Uganda arrests opposition leader over disputed election
Uganda’s opposition leader Kizza Besigye has been arrested for the fourth time in eight days following a contested presidential election which saw the long-serving president, Yoweri Museveni, re-elected to office.
On Monday, police said they believed the opposition leader was preparing to lead his followers to the electoral commission to collect the official results without obtaining proper consent.
“Today, [Besigye] had mobilized a group of youth to storm the electoral commission. We had information that they had planned to cause violence in the city,” said police spokesman Patrick Onyango.
However, a senior official with Besigye’s FDC party urged the release of their leader, saying he was being banned from gathering evidence as part of his challenge of the election result.
“They should leave him to be free because he has only 14 days to petition the court.
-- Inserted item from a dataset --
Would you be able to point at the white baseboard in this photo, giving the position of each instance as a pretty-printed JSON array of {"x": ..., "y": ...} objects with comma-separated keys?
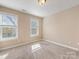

He has to collect evidence,” Ingrid Turinawe said.
Besigye and other domestic critics had dismissed the election as rigged, an accusation strongly denied by Museveni.
Uganda’s electoral commission announced on Saturday that Museveni secured 60.8 percent of the votes, while his main rival and opposition candidate Kizza Besigye garnered 35.4 percent.
European Union observers also criticized the February 18 elections, saying the East African nation’s electoral commission is not independent and that the vote was conducted in an intimidating atmosphere.
Ugandan elections in 2006 and 2011 were marred by violence over the results, sparking widespread protests in the country, particularly in the capital, Kampala.
Museveni, who came to power in 1986 after waging a five-year guerrilla war, is hailed by many Ugandans for what they say is providing decades of relative peace and economic stability.